British Prime Minister David Cameron and French President Francois Hollande are among those in the capital, Riyadh. A US delegation, led by President Barack Obama, will arrive on Tuesday.
The dignitaries from more than 10 countries are due to meet the new ruler, King Salman.
He has pledged continuity in the country’s foreign and energy policies.
He moved swiftly to appoint heirs and ministers, including one prince from the ruling dynasty’s third generation.
The BBC’s Jonny Dymond says the long list of dignitaries travelling to Riyadh is testament to Saudi Arabia’s global standing.
Iran was being represented by its Foreign Minister, Mohammad Javad Zarif. The UK’s Prince Charles, King Felipe VI of Spain and Denmark’s Crown Prince Frederik were among the royals offering their condolences.
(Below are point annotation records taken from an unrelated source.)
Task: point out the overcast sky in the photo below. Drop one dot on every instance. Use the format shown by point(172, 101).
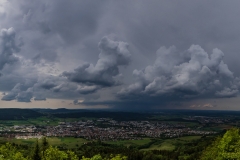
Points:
point(128, 54)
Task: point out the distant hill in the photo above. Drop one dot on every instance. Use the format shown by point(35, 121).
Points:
point(18, 114)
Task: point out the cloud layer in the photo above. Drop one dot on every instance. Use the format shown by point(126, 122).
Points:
point(183, 75)
point(73, 50)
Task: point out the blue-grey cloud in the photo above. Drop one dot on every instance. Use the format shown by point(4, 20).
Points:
point(183, 75)
point(113, 55)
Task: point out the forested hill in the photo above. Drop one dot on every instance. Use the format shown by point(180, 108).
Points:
point(17, 114)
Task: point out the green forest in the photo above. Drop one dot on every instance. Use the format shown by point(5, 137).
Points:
point(222, 147)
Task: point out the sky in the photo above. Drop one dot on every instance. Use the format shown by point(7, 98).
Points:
point(128, 54)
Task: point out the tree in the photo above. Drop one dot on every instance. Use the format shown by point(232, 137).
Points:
point(8, 151)
point(36, 152)
point(45, 146)
point(227, 147)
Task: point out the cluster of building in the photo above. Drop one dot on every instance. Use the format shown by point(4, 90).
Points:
point(105, 129)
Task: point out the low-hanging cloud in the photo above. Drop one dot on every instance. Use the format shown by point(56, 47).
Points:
point(104, 74)
point(7, 47)
point(183, 75)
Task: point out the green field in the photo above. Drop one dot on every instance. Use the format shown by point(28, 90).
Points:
point(130, 142)
point(68, 142)
point(171, 144)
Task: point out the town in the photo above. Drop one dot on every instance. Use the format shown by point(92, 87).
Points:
point(104, 129)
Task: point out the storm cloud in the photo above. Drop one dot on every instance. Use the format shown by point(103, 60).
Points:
point(103, 52)
point(183, 75)
point(113, 54)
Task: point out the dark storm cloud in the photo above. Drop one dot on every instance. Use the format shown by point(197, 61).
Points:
point(58, 35)
point(7, 47)
point(183, 75)
point(113, 55)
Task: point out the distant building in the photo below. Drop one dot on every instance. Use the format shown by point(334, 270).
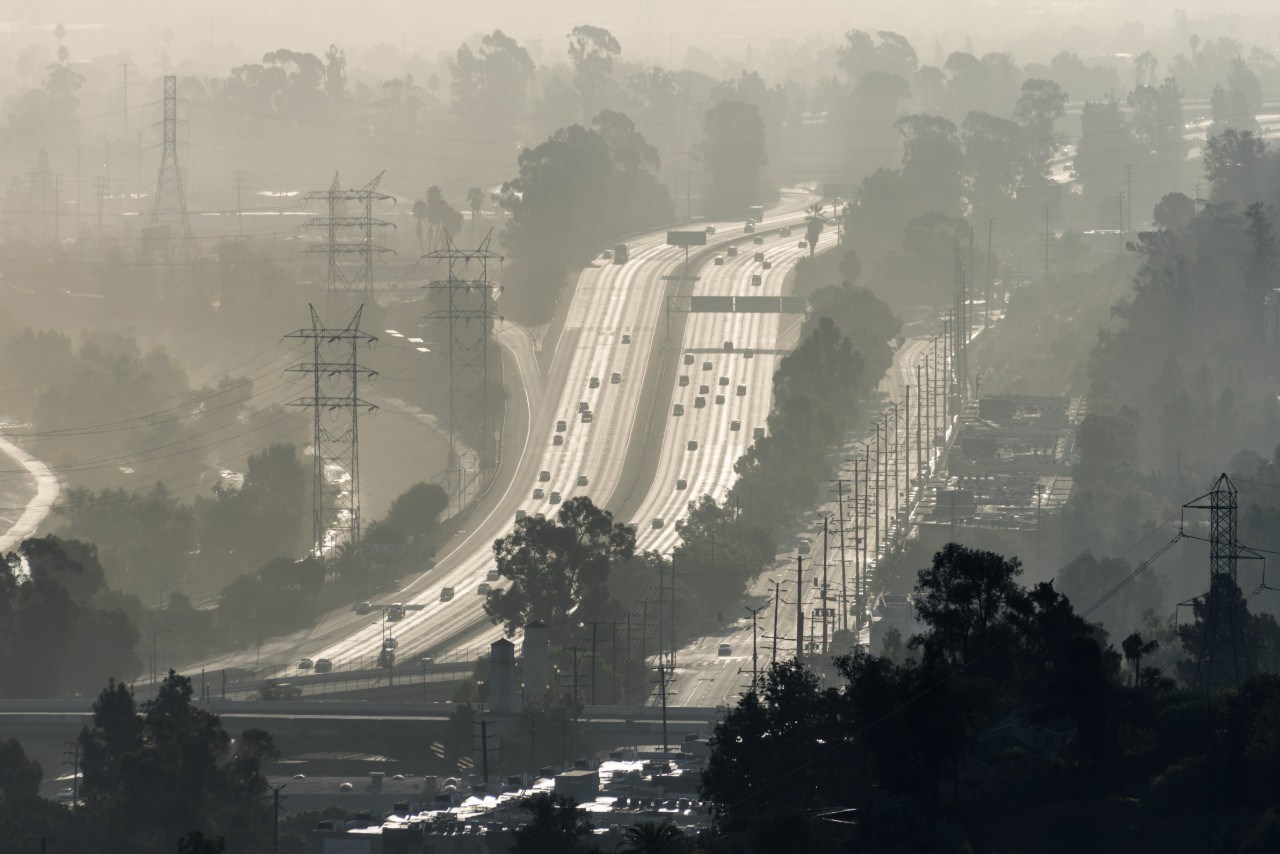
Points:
point(894, 612)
King Abdullah died on Friday, weeks after being admitted to hospital with a lung infection.
Gulf leaders, Turkey’s President Recep Tayyip Erdogan and Pakistan’s Prime Minister Nawaz Sharif attended the funeral.
US President Barack Obama paid tribute to Abdullah as a leader who “was always candid and had the courage of his convictions”. UN Secretary-General Ban Ki-moon praised Abdullah’s work “to promote dialogue among the world’s faiths”.
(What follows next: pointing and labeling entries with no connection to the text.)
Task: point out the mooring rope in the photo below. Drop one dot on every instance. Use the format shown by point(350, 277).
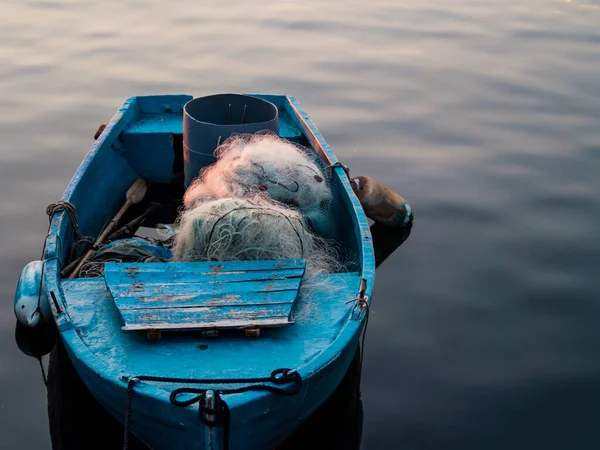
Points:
point(221, 410)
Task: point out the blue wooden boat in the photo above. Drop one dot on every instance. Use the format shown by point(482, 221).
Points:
point(190, 389)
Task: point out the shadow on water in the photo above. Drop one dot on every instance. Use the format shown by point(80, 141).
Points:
point(76, 419)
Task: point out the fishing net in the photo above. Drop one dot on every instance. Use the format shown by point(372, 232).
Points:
point(264, 162)
point(255, 228)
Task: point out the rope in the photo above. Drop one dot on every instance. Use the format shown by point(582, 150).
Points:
point(63, 205)
point(339, 164)
point(43, 372)
point(221, 410)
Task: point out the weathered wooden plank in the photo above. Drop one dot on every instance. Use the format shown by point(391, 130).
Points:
point(141, 290)
point(210, 267)
point(209, 300)
point(204, 314)
point(258, 323)
point(128, 275)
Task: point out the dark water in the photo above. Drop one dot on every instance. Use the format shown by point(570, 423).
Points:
point(485, 115)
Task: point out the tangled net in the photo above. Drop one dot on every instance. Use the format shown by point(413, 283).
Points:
point(250, 229)
point(263, 199)
point(264, 162)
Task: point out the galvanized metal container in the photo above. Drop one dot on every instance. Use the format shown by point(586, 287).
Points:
point(209, 121)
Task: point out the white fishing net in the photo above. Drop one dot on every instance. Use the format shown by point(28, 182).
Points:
point(263, 199)
point(247, 164)
point(251, 229)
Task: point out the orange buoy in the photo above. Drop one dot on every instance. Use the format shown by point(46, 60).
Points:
point(380, 203)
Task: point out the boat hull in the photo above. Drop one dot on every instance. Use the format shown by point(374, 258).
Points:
point(319, 346)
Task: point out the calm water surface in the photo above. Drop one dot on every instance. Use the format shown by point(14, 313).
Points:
point(485, 115)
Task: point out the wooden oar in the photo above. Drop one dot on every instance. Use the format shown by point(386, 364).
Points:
point(134, 195)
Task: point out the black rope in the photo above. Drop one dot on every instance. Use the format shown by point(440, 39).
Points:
point(43, 372)
point(362, 345)
point(221, 411)
point(63, 205)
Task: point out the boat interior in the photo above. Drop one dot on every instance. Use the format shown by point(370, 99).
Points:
point(144, 139)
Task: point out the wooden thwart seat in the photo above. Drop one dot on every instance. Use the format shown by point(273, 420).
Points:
point(204, 295)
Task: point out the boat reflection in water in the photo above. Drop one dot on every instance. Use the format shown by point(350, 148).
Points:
point(77, 420)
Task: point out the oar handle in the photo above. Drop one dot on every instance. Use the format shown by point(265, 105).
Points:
point(107, 231)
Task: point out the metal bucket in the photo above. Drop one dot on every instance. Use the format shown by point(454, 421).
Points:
point(208, 121)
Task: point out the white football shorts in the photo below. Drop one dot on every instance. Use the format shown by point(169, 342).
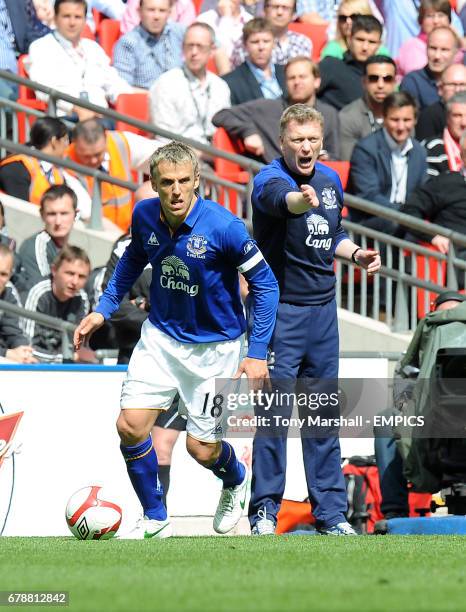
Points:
point(160, 366)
However, human rights groups said Saudi Arabia’s human rights record had been dismal under Abdullah and urged Salman to do more to protect freedom of speech and women’s rights.
Amnesty International spokesman Neil Durkin described Abdullah’s human rights legacy as “disastrous”, saying that “endemic torture in police cells and in prisons” remained.
King Abdullah came to the throne in 2005 but had already been Saudi Arabia’s de-facto leader for 10 years because his predecessor, King Fahd, had been debilitated by a stroke.
Abdullah had suffered frequent bouts of ill health in recent years, and King Salman had recently taken on the ailing monarch’s responsibilities.
Analysis: Frank Gardner, BBC security correspondent
In Saudi terms, King Abdullah was a reformer, making princes pay their phone bills and giving women their first ever seats in the high-level consultative council. The new King Salman, a staunch conservative, has put paid to any thoughts of radical reforms on his watch with his first speech as monarch.
Saudi Arabia faces a number of challenges. The first is ensuring the succession passes smoothly. Then there is the ongoing threat from jihadists, both at home and across its borders – Saudi Arabia is sandwiched between the Islamic State (IS) group to the north and al-Qaeda in Yemen to the south.
The government has yet to find a way to cope with mild calls for reforms, and is abusing anti-terror laws to silence reformers and punish its critics.
Longer term, it faces a growing unemployment problem. About half the population is under 25 and there are not enough meaningful jobs for young Saudis.
But the country does at least have oil in its favour. Saudi Arabia is one of the very few exporting countries to still make big margins on production and exploration – putting it in a powerful position on the world stage.